Hue (http://cloudera.github.com/hue) can be used for quickly starting up with Hadoop and anlysing data. Here the Yelp Dataset challenge provides small sets ideal for starting up.
Watch the video on this blog post!
Get the dataset from Yelp: https://www.yelp.com/dataset_challenge/
Clean the data with https://github.com/romainr/yelp-data-analysis/blob/master/convert.py
- Retrieve the data and extract it.
tar -xvf yelp_phoenix_academic_dataset.tar
cd yelp_phoenix_academic_dataset wget https://raw.github.com/romainr/yelp-data-analysis/master/convert.py
yelp_phoenix_academic_dataset$ ls convert.py notes.txt READ_FIRST-Phoenix_Academic_Dataset_Agreement-3-11-13.pdf yelp_academic_dataset_business.json yelp_academic_dataset_checkin.json yelp_academic_dataset_review.json yelp_academic_dataset_user.json
- Convert it to TSV.
chmod +x convert.py ./convert.py
- The column headers will be printed by the above script.
["city", "review_count", "name", "neighborhoods", "type", "business_id", "full_address", "state", "longitude", "stars", "latitude", "open", "categories"] ["funny", "useful", "cool", "user_id", "review_id", "text", "business_id", "stars", "date", "type"]
Create the Hive tables with the 'Create a new table from a file' in the Catalog app or Beeswax 'Tables' tab.
Upload the data files yelp_academic_dataset_business_clean.json
and yelp_academic_dataset_review_clean.json
. Hue will then guess the tab separator and then lets you name each column of the tables (use above column headers and paste them directly if you use Hue 2.3).

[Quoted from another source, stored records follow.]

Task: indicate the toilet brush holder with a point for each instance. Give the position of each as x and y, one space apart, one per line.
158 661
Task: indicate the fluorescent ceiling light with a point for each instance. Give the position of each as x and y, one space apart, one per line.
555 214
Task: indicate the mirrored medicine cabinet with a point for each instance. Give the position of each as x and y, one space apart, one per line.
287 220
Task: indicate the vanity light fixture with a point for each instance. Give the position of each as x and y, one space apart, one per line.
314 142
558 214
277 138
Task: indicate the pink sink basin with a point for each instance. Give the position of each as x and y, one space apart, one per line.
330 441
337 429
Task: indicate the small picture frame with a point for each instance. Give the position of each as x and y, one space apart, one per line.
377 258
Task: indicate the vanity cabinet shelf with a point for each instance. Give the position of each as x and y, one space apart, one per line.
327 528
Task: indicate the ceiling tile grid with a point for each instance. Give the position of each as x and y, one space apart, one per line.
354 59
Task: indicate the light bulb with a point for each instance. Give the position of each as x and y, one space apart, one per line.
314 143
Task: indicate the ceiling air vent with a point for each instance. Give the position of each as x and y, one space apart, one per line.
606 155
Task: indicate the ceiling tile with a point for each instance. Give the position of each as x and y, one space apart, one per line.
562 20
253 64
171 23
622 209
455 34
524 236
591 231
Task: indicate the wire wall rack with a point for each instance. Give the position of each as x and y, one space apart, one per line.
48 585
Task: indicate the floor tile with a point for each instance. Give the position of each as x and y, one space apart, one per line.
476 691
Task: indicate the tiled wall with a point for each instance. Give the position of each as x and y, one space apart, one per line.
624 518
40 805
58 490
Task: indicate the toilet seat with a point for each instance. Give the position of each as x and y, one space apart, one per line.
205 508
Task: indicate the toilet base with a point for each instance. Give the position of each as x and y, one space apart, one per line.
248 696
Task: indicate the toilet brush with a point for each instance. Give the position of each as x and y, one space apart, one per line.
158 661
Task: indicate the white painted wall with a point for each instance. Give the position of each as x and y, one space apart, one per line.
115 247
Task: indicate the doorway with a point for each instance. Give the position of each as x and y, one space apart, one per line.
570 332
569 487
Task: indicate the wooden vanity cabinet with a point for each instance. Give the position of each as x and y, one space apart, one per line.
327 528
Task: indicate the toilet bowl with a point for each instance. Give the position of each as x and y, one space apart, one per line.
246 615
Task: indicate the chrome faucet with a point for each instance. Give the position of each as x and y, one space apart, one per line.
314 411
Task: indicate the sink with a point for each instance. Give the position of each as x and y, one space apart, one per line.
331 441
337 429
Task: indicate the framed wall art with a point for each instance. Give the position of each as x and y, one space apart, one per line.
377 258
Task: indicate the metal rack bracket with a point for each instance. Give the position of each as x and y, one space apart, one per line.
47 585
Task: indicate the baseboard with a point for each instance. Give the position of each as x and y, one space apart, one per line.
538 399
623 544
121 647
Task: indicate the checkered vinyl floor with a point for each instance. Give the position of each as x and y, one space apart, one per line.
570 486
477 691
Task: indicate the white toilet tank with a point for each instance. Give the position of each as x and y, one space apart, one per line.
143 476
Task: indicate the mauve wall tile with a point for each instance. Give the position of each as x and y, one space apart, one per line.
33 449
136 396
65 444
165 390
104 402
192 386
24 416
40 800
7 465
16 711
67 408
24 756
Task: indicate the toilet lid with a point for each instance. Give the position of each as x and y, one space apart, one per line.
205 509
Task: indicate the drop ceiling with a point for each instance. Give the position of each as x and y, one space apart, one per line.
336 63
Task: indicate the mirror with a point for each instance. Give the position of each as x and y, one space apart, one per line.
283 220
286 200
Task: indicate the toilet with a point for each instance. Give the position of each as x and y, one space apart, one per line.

Open up Hue's Hive editor named Beeswax and run:
- Top 25: business with most of the reviews
SELECT name, review_count FROM business ORDER BY review_count DESC LIMIT 25
- Top 25: coolest restaurants
SELECT r.business_id, name, SUM(cool) AS coolness FROM review r JOIN business b ON (r.business_id = b.business_id) WHERE categories LIKE '%Restaurants%' GROUP BY r.business_id, name ORDER BY coolness DESC LIMIT 25
Let your imagination run wild!